The missing link to controlling our behavior under stress? The body.

More specifically, the nervous system.

Alright, we know that the rational thinking brain is physically hijacked under stress.

We know that “stress” is gauged subconsciously, using bodily senses and past experiences.

We also know all this happens without us ever realizing it.

Popular mindset-based solutions may have us hack our habit cycles to strengthen an entrepreneurial mindset.

For instance, if we want to stop drinking coffee after lunch, drink hot cocoa instead. And say a few affirmations to convince ourselves we love hot cocoa, and are already energetic, positive people.

I’m oversimplifying a bit to make a point.

No disrespect to mindset coaches, because these sorts of hacks do work.

But we need a little context for these sorts of hacks to work more consistently and completely.

The “context” we need is a nervous system calm enough to access all that great mindset work when we’re feeling stressed. And to be able to do it across the long haul.

We know sustaining the mindset we want is easier when entrepreneurial life is calmer.

But to sustain change even when the “bad news” hits the fan, we have to learn how to disrupt the body’s habit of overriding our thought-based changes.

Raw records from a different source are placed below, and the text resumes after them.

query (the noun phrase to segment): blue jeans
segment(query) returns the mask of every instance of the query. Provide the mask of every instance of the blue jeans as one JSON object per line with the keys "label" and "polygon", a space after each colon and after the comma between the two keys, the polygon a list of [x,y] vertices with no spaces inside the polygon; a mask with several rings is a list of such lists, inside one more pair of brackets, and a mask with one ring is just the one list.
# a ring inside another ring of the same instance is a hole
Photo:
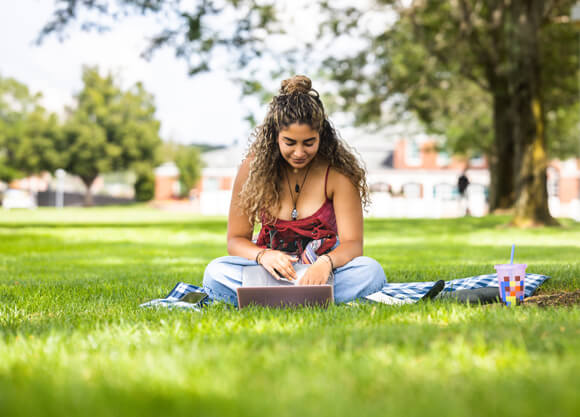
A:
{"label": "blue jeans", "polygon": [[[256,265],[239,256],[222,256],[205,268],[203,289],[212,300],[238,305],[236,289],[242,285],[242,267]],[[379,291],[387,283],[381,265],[359,256],[334,271],[334,301],[345,303]]]}

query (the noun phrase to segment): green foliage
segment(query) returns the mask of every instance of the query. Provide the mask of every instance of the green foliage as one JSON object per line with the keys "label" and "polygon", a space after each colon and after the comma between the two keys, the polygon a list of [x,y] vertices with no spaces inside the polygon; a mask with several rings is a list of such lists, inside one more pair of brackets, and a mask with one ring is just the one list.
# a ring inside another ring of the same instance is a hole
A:
{"label": "green foliage", "polygon": [[15,79],[0,77],[0,180],[53,172],[65,163],[60,122],[40,98]]}
{"label": "green foliage", "polygon": [[[458,278],[516,241],[543,292],[580,289],[580,224],[506,220],[367,220],[365,255],[391,282]],[[577,306],[138,307],[200,285],[225,233],[145,207],[4,213],[0,415],[578,415]]]}
{"label": "green foliage", "polygon": [[189,192],[201,178],[203,162],[201,152],[219,147],[210,145],[183,145],[176,142],[164,142],[159,148],[158,160],[174,162],[179,169],[180,196],[188,197]]}
{"label": "green foliage", "polygon": [[175,164],[179,168],[181,196],[188,197],[189,191],[201,178],[202,162],[200,153],[193,146],[183,146],[177,154]]}
{"label": "green foliage", "polygon": [[155,197],[155,174],[153,170],[139,170],[134,187],[136,201],[153,200],[153,197]]}
{"label": "green foliage", "polygon": [[151,94],[140,83],[122,91],[97,68],[84,69],[83,84],[64,127],[66,170],[90,187],[99,173],[152,165],[161,140]]}

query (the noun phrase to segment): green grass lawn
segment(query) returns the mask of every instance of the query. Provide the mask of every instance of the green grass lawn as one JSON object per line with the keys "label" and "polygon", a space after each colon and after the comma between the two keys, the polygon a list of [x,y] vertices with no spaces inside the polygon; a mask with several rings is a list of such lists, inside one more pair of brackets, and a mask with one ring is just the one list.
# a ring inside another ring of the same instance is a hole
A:
{"label": "green grass lawn", "polygon": [[[580,224],[367,220],[390,281],[516,260],[580,288]],[[0,416],[578,416],[580,308],[450,302],[140,309],[200,284],[224,218],[144,207],[0,212]]]}

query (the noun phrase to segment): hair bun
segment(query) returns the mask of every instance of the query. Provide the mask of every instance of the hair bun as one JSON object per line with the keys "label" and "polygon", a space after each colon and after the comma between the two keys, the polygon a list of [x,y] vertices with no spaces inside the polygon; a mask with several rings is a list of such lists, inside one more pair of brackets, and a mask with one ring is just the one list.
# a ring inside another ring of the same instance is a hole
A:
{"label": "hair bun", "polygon": [[306,75],[295,75],[282,81],[280,94],[308,93],[312,89],[312,81]]}

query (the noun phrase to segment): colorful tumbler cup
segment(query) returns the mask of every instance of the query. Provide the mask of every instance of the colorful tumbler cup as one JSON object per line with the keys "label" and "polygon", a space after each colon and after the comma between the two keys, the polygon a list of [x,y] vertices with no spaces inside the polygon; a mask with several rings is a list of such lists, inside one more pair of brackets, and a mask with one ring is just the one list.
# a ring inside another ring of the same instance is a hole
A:
{"label": "colorful tumbler cup", "polygon": [[526,264],[495,265],[501,300],[507,306],[514,306],[524,300]]}

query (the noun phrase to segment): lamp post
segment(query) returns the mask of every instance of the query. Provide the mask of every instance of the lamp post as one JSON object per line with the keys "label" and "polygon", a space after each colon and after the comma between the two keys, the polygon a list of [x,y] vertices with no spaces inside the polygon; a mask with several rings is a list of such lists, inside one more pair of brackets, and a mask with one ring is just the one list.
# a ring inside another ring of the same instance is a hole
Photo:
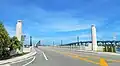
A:
{"label": "lamp post", "polygon": [[23,52],[25,37],[26,37],[26,35],[21,36],[21,44],[22,44],[21,52]]}

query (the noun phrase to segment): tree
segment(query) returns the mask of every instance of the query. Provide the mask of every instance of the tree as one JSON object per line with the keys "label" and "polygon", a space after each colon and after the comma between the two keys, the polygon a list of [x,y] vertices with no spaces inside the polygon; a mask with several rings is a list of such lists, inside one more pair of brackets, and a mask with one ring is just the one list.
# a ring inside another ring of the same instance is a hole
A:
{"label": "tree", "polygon": [[20,43],[20,41],[17,39],[16,36],[13,36],[11,39],[11,44],[10,44],[10,50],[17,50],[21,48],[22,44]]}
{"label": "tree", "polygon": [[0,59],[8,57],[10,52],[10,37],[2,22],[0,22]]}

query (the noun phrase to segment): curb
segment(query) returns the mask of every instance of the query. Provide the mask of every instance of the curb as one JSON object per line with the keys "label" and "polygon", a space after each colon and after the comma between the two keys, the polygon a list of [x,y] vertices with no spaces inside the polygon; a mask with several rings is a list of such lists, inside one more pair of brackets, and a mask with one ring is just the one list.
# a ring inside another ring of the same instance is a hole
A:
{"label": "curb", "polygon": [[32,51],[32,52],[30,52],[26,55],[23,55],[23,56],[19,56],[19,57],[7,59],[7,60],[2,60],[2,61],[0,61],[0,66],[5,65],[5,64],[11,64],[11,63],[18,62],[18,61],[21,61],[21,60],[25,60],[27,58],[35,56],[36,54],[37,54],[36,51]]}

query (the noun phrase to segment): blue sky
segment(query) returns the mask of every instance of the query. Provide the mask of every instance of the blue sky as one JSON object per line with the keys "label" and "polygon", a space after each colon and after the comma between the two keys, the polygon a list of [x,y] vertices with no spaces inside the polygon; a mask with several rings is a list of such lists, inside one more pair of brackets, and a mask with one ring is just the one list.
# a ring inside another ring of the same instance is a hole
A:
{"label": "blue sky", "polygon": [[43,44],[91,40],[91,24],[98,40],[120,39],[120,0],[0,0],[0,20],[10,36],[15,35],[17,20],[23,20],[26,41]]}

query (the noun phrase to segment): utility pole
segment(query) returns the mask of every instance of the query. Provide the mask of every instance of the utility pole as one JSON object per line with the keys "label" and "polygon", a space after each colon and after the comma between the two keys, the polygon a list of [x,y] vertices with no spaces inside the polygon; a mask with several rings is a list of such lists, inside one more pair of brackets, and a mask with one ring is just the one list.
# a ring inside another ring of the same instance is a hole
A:
{"label": "utility pole", "polygon": [[[77,46],[79,45],[79,36],[77,36]],[[80,47],[80,45],[79,45]]]}
{"label": "utility pole", "polygon": [[54,47],[54,41],[53,41],[53,47]]}
{"label": "utility pole", "polygon": [[32,46],[32,36],[30,36],[30,46]]}
{"label": "utility pole", "polygon": [[62,47],[62,43],[63,43],[63,41],[61,40],[61,42],[60,42],[60,43],[61,43],[61,47]]}

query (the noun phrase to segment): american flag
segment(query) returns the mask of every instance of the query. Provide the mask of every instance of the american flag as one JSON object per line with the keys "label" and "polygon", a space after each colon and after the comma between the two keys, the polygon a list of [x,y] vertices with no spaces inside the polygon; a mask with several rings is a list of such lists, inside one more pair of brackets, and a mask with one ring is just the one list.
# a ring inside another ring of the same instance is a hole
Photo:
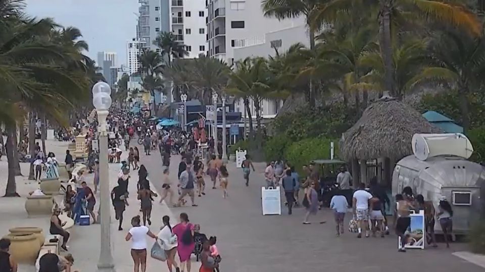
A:
{"label": "american flag", "polygon": [[206,127],[206,117],[201,116],[201,118],[199,119],[199,127],[201,128]]}

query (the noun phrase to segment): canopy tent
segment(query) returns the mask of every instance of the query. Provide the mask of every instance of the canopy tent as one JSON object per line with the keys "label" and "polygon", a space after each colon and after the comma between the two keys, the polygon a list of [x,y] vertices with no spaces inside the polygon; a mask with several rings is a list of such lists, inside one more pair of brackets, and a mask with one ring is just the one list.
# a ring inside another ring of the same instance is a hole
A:
{"label": "canopy tent", "polygon": [[423,117],[433,125],[441,128],[445,133],[463,133],[463,127],[452,119],[432,110],[423,113]]}

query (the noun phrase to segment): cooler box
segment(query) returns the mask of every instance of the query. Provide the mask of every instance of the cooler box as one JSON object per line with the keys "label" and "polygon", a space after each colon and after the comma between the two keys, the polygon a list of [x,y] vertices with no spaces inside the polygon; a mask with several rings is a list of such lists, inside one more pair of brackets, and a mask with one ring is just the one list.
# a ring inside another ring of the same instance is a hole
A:
{"label": "cooler box", "polygon": [[90,222],[89,216],[81,216],[79,217],[79,226],[89,226]]}

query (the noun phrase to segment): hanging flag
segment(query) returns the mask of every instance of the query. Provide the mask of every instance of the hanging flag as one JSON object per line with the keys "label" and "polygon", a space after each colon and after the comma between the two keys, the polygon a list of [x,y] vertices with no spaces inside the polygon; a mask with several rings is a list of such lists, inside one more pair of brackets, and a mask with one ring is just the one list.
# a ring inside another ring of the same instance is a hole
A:
{"label": "hanging flag", "polygon": [[199,127],[206,127],[206,117],[204,116],[201,116],[201,118],[199,119]]}

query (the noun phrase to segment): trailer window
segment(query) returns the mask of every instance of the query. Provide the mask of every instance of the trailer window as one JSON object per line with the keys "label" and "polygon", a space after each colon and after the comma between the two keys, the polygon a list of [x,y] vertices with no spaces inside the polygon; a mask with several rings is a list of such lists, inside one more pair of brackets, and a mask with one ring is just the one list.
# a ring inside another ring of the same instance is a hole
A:
{"label": "trailer window", "polygon": [[461,206],[470,206],[471,205],[471,192],[454,191],[452,192],[453,197],[453,205]]}

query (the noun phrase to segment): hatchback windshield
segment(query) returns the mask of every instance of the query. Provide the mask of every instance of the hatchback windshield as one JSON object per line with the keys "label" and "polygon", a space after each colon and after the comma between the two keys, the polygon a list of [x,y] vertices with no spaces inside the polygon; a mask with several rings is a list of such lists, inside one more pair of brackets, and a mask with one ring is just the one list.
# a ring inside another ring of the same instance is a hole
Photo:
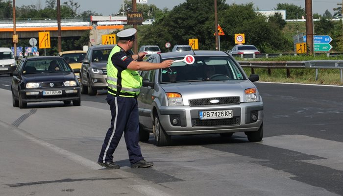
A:
{"label": "hatchback windshield", "polygon": [[72,70],[65,61],[61,59],[35,59],[28,60],[23,74],[71,72]]}
{"label": "hatchback windshield", "polygon": [[107,61],[112,49],[97,49],[93,51],[92,62]]}
{"label": "hatchback windshield", "polygon": [[193,64],[174,63],[169,68],[160,69],[159,73],[161,83],[244,79],[237,65],[230,58],[221,57],[195,57]]}
{"label": "hatchback windshield", "polygon": [[14,58],[11,52],[0,52],[0,60],[13,59]]}

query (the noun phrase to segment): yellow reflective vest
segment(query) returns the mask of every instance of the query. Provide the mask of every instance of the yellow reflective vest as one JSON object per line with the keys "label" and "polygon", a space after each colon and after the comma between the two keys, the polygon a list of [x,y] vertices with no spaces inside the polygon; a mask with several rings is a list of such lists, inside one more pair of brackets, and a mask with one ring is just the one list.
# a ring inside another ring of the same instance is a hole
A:
{"label": "yellow reflective vest", "polygon": [[[112,62],[112,56],[117,52],[121,52],[121,49],[120,47],[115,46],[108,56],[106,66],[108,92],[114,96],[135,97],[139,94],[142,86],[142,77],[139,74],[137,71],[127,69],[119,70]],[[120,92],[119,95],[118,95],[118,91]]]}

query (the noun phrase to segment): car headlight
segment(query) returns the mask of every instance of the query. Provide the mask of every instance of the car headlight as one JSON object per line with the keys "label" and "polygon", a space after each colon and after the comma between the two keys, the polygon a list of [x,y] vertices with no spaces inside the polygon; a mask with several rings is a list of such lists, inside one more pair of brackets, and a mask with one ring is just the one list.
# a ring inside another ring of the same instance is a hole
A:
{"label": "car headlight", "polygon": [[65,86],[75,86],[76,85],[76,82],[74,80],[66,81],[64,82]]}
{"label": "car headlight", "polygon": [[245,89],[245,102],[257,101],[257,96],[256,96],[256,89],[252,88],[251,89]]}
{"label": "car headlight", "polygon": [[167,93],[167,97],[168,98],[168,105],[170,106],[183,105],[182,98],[179,93]]}
{"label": "car headlight", "polygon": [[39,84],[36,82],[28,82],[26,84],[26,89],[36,89],[39,87]]}
{"label": "car headlight", "polygon": [[94,74],[103,74],[103,72],[100,69],[92,68],[92,72]]}

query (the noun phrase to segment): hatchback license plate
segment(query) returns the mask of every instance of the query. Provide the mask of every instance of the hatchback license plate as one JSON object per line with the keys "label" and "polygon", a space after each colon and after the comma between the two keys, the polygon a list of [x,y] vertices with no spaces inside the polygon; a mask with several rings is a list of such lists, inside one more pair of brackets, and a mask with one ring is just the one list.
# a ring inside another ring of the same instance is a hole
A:
{"label": "hatchback license plate", "polygon": [[62,90],[43,91],[43,95],[62,95]]}
{"label": "hatchback license plate", "polygon": [[232,110],[200,111],[199,116],[200,120],[230,119],[232,118]]}

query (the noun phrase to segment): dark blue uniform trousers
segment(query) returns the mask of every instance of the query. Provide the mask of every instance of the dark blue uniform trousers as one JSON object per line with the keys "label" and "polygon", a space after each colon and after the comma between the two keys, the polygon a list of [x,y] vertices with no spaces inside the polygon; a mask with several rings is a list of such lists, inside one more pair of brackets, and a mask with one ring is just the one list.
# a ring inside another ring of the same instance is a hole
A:
{"label": "dark blue uniform trousers", "polygon": [[113,153],[124,133],[130,163],[134,164],[143,159],[139,141],[138,106],[136,98],[115,97],[108,94],[112,119],[99,156],[99,161],[108,162],[113,160]]}

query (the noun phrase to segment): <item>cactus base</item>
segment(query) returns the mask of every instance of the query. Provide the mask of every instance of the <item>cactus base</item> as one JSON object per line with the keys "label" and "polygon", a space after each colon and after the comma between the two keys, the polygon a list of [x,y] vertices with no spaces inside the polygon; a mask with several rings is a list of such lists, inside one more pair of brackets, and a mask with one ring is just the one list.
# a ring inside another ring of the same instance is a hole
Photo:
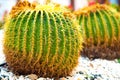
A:
{"label": "cactus base", "polygon": [[[69,76],[73,70],[73,67],[77,66],[78,64],[78,59],[76,59],[78,56],[76,56],[74,59],[69,59],[72,61],[72,64],[67,63],[67,65],[64,67],[62,65],[50,63],[51,60],[48,60],[48,63],[41,63],[42,61],[36,62],[35,58],[28,64],[28,58],[26,58],[27,55],[18,55],[19,52],[14,52],[14,50],[10,48],[5,48],[4,51],[5,53],[8,53],[6,54],[6,61],[9,69],[18,75],[36,74],[39,77],[56,79]],[[55,62],[57,61],[57,58],[55,59]],[[59,57],[59,59],[61,58]]]}

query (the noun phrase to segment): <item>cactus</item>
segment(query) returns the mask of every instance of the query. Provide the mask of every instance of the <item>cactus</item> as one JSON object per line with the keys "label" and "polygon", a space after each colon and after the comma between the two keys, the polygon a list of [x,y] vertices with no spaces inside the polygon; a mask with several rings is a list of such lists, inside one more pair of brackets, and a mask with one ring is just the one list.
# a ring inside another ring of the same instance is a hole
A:
{"label": "cactus", "polygon": [[68,76],[82,49],[78,26],[59,5],[19,2],[5,23],[4,53],[9,68],[23,75]]}
{"label": "cactus", "polygon": [[108,6],[96,4],[74,14],[85,40],[83,56],[91,59],[120,57],[120,24]]}

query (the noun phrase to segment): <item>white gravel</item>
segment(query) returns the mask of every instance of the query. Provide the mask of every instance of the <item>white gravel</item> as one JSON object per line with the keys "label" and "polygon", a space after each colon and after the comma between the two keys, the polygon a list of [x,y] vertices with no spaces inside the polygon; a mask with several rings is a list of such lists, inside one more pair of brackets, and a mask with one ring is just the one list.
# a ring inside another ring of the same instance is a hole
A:
{"label": "white gravel", "polygon": [[[0,65],[5,63],[3,54],[3,30],[0,30]],[[34,74],[17,76],[10,72],[5,65],[0,66],[0,80],[54,80],[49,78],[38,78]],[[120,63],[116,60],[103,59],[89,60],[85,57],[79,58],[78,66],[73,70],[71,76],[60,78],[60,80],[120,80]]]}

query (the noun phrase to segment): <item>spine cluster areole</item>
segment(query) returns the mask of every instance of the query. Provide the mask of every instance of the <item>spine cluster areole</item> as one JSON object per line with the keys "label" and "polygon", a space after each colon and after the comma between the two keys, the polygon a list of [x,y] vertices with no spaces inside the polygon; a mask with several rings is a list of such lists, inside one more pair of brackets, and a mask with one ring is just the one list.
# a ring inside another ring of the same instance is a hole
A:
{"label": "spine cluster areole", "polygon": [[106,6],[96,4],[75,12],[85,40],[83,55],[89,58],[120,57],[120,24]]}
{"label": "spine cluster areole", "polygon": [[4,52],[13,72],[50,78],[72,72],[83,41],[78,25],[67,14],[58,5],[26,1],[12,9],[5,24]]}

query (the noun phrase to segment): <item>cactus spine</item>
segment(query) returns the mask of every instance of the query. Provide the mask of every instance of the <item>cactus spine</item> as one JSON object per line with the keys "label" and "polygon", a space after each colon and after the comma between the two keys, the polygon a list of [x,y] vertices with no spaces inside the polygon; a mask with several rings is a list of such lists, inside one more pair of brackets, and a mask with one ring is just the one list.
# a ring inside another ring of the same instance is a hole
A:
{"label": "cactus spine", "polygon": [[96,4],[75,14],[83,30],[84,56],[105,59],[120,57],[120,25],[106,5]]}
{"label": "cactus spine", "polygon": [[60,6],[19,2],[5,25],[4,53],[10,69],[42,77],[68,76],[78,63],[82,36]]}

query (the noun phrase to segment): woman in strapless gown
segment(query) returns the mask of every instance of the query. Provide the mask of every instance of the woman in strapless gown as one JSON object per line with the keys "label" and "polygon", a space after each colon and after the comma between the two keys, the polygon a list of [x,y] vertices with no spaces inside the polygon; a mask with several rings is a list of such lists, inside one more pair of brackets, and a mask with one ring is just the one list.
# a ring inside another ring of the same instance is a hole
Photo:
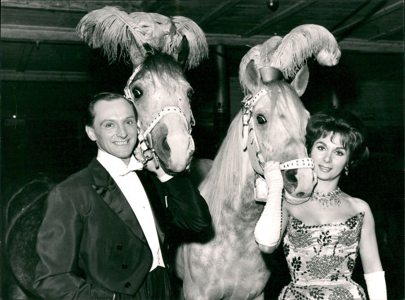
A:
{"label": "woman in strapless gown", "polygon": [[308,201],[292,204],[285,192],[282,200],[279,163],[268,161],[264,168],[268,192],[255,237],[266,253],[283,241],[292,281],[278,299],[366,300],[363,288],[351,279],[359,253],[369,298],[386,299],[371,210],[338,186],[342,174],[347,175],[366,150],[361,122],[347,111],[333,109],[313,114],[306,130],[317,177]]}

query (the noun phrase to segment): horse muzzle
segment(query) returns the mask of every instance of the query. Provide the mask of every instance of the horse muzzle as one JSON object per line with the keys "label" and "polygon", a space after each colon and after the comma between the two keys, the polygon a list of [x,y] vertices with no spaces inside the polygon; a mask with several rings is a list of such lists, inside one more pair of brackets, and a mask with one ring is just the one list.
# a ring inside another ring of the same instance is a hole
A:
{"label": "horse muzzle", "polygon": [[316,175],[310,158],[301,158],[281,164],[284,179],[284,199],[293,204],[307,201],[316,184]]}

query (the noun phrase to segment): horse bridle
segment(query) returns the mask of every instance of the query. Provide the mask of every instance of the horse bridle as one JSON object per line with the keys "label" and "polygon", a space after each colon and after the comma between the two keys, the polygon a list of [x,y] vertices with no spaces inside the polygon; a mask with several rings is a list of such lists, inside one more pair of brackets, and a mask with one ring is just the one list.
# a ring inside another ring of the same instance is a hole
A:
{"label": "horse bridle", "polygon": [[[252,96],[252,94],[247,95],[242,101],[242,110],[243,113],[242,115],[242,122],[243,123],[243,129],[242,131],[243,150],[245,150],[248,147],[248,137],[249,134],[251,134],[252,137],[251,138],[250,143],[251,144],[253,144],[254,142],[255,143],[256,157],[258,159],[258,162],[259,165],[260,166],[260,167],[261,167],[262,169],[263,170],[264,170],[264,166],[266,164],[266,162],[264,161],[264,159],[260,151],[260,146],[258,141],[256,131],[255,131],[255,123],[254,122],[252,122],[252,126],[250,129],[249,129],[249,124],[250,123],[250,120],[252,118],[252,111],[255,105],[262,96],[268,92],[269,92],[268,89],[266,87],[263,88],[256,93],[253,96]],[[313,160],[312,158],[310,158],[309,157],[293,159],[286,161],[284,163],[280,164],[280,169],[281,170],[289,170],[301,168],[311,168],[313,169]]]}
{"label": "horse bridle", "polygon": [[[134,103],[132,97],[133,94],[130,89],[130,85],[135,78],[135,75],[139,71],[140,67],[141,65],[140,65],[136,67],[134,72],[132,73],[132,75],[131,75],[127,82],[127,85],[125,87],[124,90],[126,99],[133,103]],[[189,105],[190,105],[189,103]],[[140,150],[140,152],[142,154],[142,157],[136,157],[136,158],[140,160],[142,164],[143,164],[144,167],[146,166],[148,161],[151,159],[153,159],[155,164],[155,167],[156,168],[159,167],[159,159],[156,154],[156,151],[153,148],[152,142],[152,136],[150,133],[155,126],[156,126],[161,118],[165,115],[170,113],[176,113],[180,115],[182,118],[184,120],[188,130],[188,134],[191,135],[192,130],[191,127],[195,125],[195,120],[193,116],[191,105],[190,105],[190,112],[191,113],[191,122],[189,123],[185,114],[181,110],[180,107],[178,106],[167,106],[157,113],[156,116],[153,119],[153,120],[152,121],[152,122],[144,131],[141,127],[141,124],[139,122],[139,118],[137,120],[136,124],[138,129],[138,140],[139,143],[136,148]]]}

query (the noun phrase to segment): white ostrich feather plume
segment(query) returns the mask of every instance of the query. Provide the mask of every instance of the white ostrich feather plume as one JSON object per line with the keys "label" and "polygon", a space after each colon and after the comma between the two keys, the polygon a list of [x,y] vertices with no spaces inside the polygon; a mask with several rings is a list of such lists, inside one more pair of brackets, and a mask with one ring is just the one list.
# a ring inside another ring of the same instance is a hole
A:
{"label": "white ostrich feather plume", "polygon": [[147,41],[145,31],[121,9],[109,6],[90,12],[76,27],[79,38],[91,48],[102,48],[110,61],[117,58],[118,45],[121,53],[125,54],[123,50],[128,50],[129,54],[131,45],[135,43],[145,54],[142,45]]}
{"label": "white ostrich feather plume", "polygon": [[331,66],[339,62],[340,55],[338,42],[328,29],[318,25],[305,24],[284,37],[270,66],[281,70],[286,78],[294,77],[312,55],[320,64]]}
{"label": "white ostrich feather plume", "polygon": [[169,17],[142,12],[128,15],[119,8],[106,6],[85,16],[76,26],[76,32],[91,47],[102,48],[110,61],[115,60],[118,55],[131,55],[131,47],[134,46],[144,57],[146,50],[143,45],[146,44],[177,57],[183,35],[189,48],[186,67],[197,66],[209,52],[204,31],[185,17]]}
{"label": "white ostrich feather plume", "polygon": [[288,78],[294,78],[307,59],[313,55],[320,65],[332,66],[339,62],[340,55],[337,41],[328,29],[315,24],[299,26],[284,38],[273,36],[248,52],[239,67],[242,91],[245,95],[249,93],[246,70],[252,60],[258,70],[263,67],[273,67],[279,69]]}

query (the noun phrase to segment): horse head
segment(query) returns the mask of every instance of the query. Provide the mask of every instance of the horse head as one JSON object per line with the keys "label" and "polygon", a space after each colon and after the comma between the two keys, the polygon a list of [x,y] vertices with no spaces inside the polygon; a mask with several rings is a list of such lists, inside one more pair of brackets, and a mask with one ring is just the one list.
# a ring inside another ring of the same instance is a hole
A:
{"label": "horse head", "polygon": [[[282,79],[263,83],[253,61],[247,68],[250,75],[246,86],[252,98],[244,102],[244,147],[255,172],[263,176],[266,161],[285,163],[308,157],[305,129],[309,113],[299,96],[306,88],[308,70],[303,67],[290,84]],[[312,168],[308,167],[310,163],[303,166],[307,167],[282,171],[286,194],[296,203],[306,201],[316,182]]]}
{"label": "horse head", "polygon": [[194,150],[194,120],[193,90],[183,68],[196,66],[208,55],[201,28],[184,17],[128,15],[106,7],[84,17],[76,32],[91,47],[102,47],[110,60],[119,49],[130,58],[133,72],[124,93],[138,115],[136,158],[144,165],[153,159],[156,167],[171,175],[188,169]]}
{"label": "horse head", "polygon": [[[239,66],[246,95],[244,149],[260,175],[268,160],[285,163],[281,168],[285,196],[294,204],[306,201],[316,183],[310,159],[302,159],[308,157],[305,129],[309,114],[299,99],[309,78],[305,61],[312,55],[321,64],[331,66],[339,61],[340,50],[326,29],[306,24],[252,48]],[[291,84],[285,79],[289,77],[294,77]]]}
{"label": "horse head", "polygon": [[[187,47],[187,40],[182,43]],[[157,52],[148,55],[137,67],[126,88],[135,105],[138,137],[148,135],[160,164],[169,173],[189,168],[194,145],[191,136],[194,120],[190,102],[193,89],[180,65],[172,56]]]}

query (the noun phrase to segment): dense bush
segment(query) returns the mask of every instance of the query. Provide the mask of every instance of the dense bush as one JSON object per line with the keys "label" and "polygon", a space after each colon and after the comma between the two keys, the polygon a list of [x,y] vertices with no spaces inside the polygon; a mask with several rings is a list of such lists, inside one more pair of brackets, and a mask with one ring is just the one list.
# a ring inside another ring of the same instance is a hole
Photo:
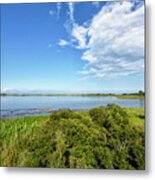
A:
{"label": "dense bush", "polygon": [[[143,129],[135,128],[125,109],[115,104],[88,113],[66,109],[53,112],[31,136],[18,138],[9,165],[144,169],[144,145]],[[3,152],[2,157],[1,166]]]}

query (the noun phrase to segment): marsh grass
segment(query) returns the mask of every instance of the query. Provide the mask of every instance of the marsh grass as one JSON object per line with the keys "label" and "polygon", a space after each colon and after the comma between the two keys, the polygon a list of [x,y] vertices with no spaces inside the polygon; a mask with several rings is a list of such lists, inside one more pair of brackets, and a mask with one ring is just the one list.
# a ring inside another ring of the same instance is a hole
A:
{"label": "marsh grass", "polygon": [[2,119],[0,166],[144,169],[144,109],[98,109]]}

Over-focusing on mindset can keep us in feast or famine.

Looking at “mindset work” as the golden ticket is pretty dangerous.

It fuels the shame-based implication that if we were only “disciplined” enough to “think better,” all our business challenges would be solved.

But thinking differently isn’t enough.

Because what happens when we try that, and still fall short of our own standards?

More self-doubt, more self-blame, and lowered self-confidence.

And that, ironically, means we’re even less likely to reach the goals we so want.

Because beating ourselves up keeps us on the hamster wheel, fueling even more self-doubt, perfectionism, fear of failure, and imposter syndrome.

The Red Pill

While mindset shifting works for millions of entrepreneurs, millions more still seek answers. For the rest of us, mindset training by itself just isn’t enough.

This is even more true for founders from marginalized populations.

Maybe those of us blown by this rabid “mindset” trend will follow modern science a bit further to explore the inexorable link between body and mind.

And we won’t rely strictly on thought-based hacks to change our behavior. We’ll consider that there are more nerves sending data from body to brain than the other way around.

And we’ll work through the body to build a healthy, resilient mindset for the long haul. So we can reach greater success, growth, and innovation—faster.